2.) Alienate the child from the other parent. Parents that actively try to drive a wedge between the child and the other parent are not only acting irresponsibly but also jeopardizing their child custody case. Just as detrimental are parents so enmeshed with the child, that the child sees the other parent through the enmeshing parent’s eyes. Judges work hard to protect a child’s relationship with both parents, and if you actively or passively subvert the other parent’s relationship, lost parental rights may be the result.
3.) Enlist the child as a soldier. Some parents use their child as a soldier in their war against the other parent. They have that child spy on the other parent and report on his or her activities. When children are made soldiers in their parents’ war, they are always the first casualty. Don’t do it.

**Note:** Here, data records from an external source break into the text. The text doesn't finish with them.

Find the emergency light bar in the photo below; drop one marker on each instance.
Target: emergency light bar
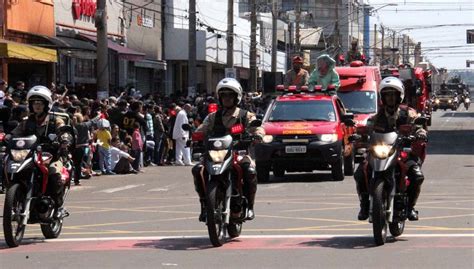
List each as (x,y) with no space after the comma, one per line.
(292,89)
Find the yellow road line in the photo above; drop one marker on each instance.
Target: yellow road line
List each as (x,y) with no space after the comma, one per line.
(317,209)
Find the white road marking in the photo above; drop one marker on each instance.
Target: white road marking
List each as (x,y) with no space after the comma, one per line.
(159,189)
(121,188)
(165,188)
(325,236)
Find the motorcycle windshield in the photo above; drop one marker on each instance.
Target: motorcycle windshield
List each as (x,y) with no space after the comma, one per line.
(383,138)
(22,142)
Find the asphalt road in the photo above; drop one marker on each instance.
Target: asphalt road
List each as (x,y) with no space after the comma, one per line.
(149,220)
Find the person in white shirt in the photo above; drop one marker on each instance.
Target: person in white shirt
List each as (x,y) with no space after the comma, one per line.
(182,136)
(121,161)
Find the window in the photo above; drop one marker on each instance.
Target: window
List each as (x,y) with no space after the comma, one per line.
(85,68)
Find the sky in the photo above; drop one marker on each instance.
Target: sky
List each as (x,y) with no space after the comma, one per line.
(444,46)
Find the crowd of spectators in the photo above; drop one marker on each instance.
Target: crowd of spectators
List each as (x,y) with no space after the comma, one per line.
(119,134)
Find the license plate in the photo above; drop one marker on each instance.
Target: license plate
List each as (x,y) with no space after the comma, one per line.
(295,149)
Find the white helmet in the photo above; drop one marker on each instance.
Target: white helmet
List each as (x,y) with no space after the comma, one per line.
(230,84)
(392,84)
(42,92)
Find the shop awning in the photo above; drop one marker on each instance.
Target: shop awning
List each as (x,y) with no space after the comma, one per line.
(10,49)
(124,52)
(64,42)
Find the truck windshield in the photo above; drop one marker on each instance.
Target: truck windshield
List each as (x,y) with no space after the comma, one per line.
(303,111)
(359,102)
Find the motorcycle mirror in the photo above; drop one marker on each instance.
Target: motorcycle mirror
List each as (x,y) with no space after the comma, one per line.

4.) Engage in competitive parenting. This is an expression coined by Attorney Mollie Peskind to reflect a parent’s relentless efforts to one-up the other parent. He or she does this by monopolizing all aspects of the child’s care. Sometimes it’s done strategically to displace the other parent, create allegiance with the child, and appear better to the judge. Other times this conduct is driven by a neurotic fear of losing the child rather than active scheming. Either way the results are the same: conflict in the house increases, the child becomes confused, and life becomes a running battle for control. Both parents have a right to enjoy time and share responsibility for the child’s care. If one parent is disrupting the domestic equilibrium, that parent may end up with fewer rights than they otherwise might have.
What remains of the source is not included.